What’s Your Desired Outcome
This post is not intended to offer solutions to mainstream tech leadership on their perceived challenge of diversity in tech. Instead, the post is intentionally written for the underrepresented racial minority from a view of empowerment. It is written to inform of both the advantages and challenges of being black and working in tech. However, finding your motivation and defining your desired outcome is important as you pursue and work in various opportunities. These are the tenets that you must hold onto as you weigh each opportunity or when facing diversity conflicts in the workplace.
Feedback from Mariah Lichtenstern:
I appreciate bringing the subject of “starting out own” into the equation. Rather than spend disproportionate effort demanding crumbs (employment), we need to spend at least as much time building the bakeries. In terms of impact, we know that when women and underrepresented minorities are founders, they are going to bring more diverse insights and networks into building companies.
Chamath Palihapitiya recently published statistics on VC diversity in “Bros Funding Bros” and we need to spend more time and effort acting on how the network and referral aspect of accessing capital is disenfranchising underrepresented founders. How are exclusionary practices disenfranchising underrepresented VCs? The EEOC is investigating exclusionary practices impacting women in Hollywood. We should be flooding Janet Yang’s inbox about hiring into Venture Capital firms and demanding investigation into funding practices.
For founders, having to spend 1-2 additional years specifically to develop a network to access capital while others are born into it, grow up into it, or are received more freely into it should be called into question – particularly when the vast majority of VC funding comes from Public Pension funds and university foundations. I remember vividly sitting in a cubicle of a the UC Berkeley Annual Fund dialing for dollars, promising alumni their names on plaques for the highest contributions. The vast majority of funds go to the UC Berkeley Foundation – essentially a perpetual endowment managed by 3rd parties. Up to 35% goes to Venture Capital. While there is always construction on campus to justify the fund, proportionally, very little actually goes to operations or the benefit of the student body and alumni. Essentially, they are using the affinity group to crowdfund from the public, then turn around and invest that money. It’s not much different with pensions and other institutional LPs.

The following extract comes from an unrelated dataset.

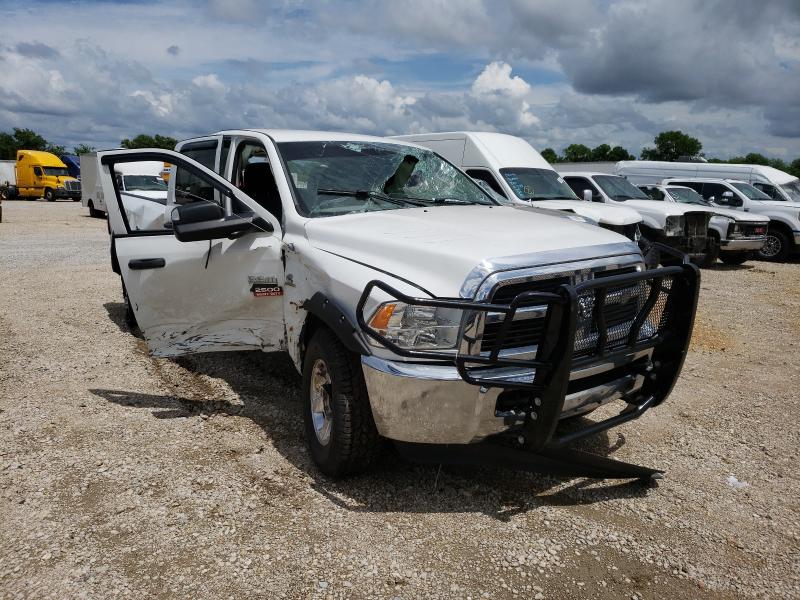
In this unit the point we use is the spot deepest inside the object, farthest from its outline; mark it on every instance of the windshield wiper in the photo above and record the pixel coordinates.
(367, 194)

So, if the public is essentially paying for these investments, there should be some oversight as to the composition of VC funds (ideally specific allocation to new seed funds and emerging managers) and how the funds are allocated to founders. VC are always talking about tracking data and metrics. Fred Wilson’s recent post was all about “Track and Measure.” It’s high time we demand that not only VC firms, but also LPs, “track and measure” how they are allocating funds – particularly in terms of inclusion. Rather than half-hearted efforts to analyze their own portfolios, which have already been impacted by bias, we should demand a public cohort analysis of who’s getting in the door and who is getting funded – both from institutional investors (LPs) and from VC firms.
The desired outcome? More inclusive bakeries! More underrepresented founders to whom we don’t have to belabor the merits of inclusive hiring (not that anyone should be given a pass). While implicit bias impacts us all, we know that we can do a better job of leading in this area and demonstrating the results due to greater diversity of insights that will undoubtedly be recognized as a competitive advantage in an increasingly multi-cultural ecosystem.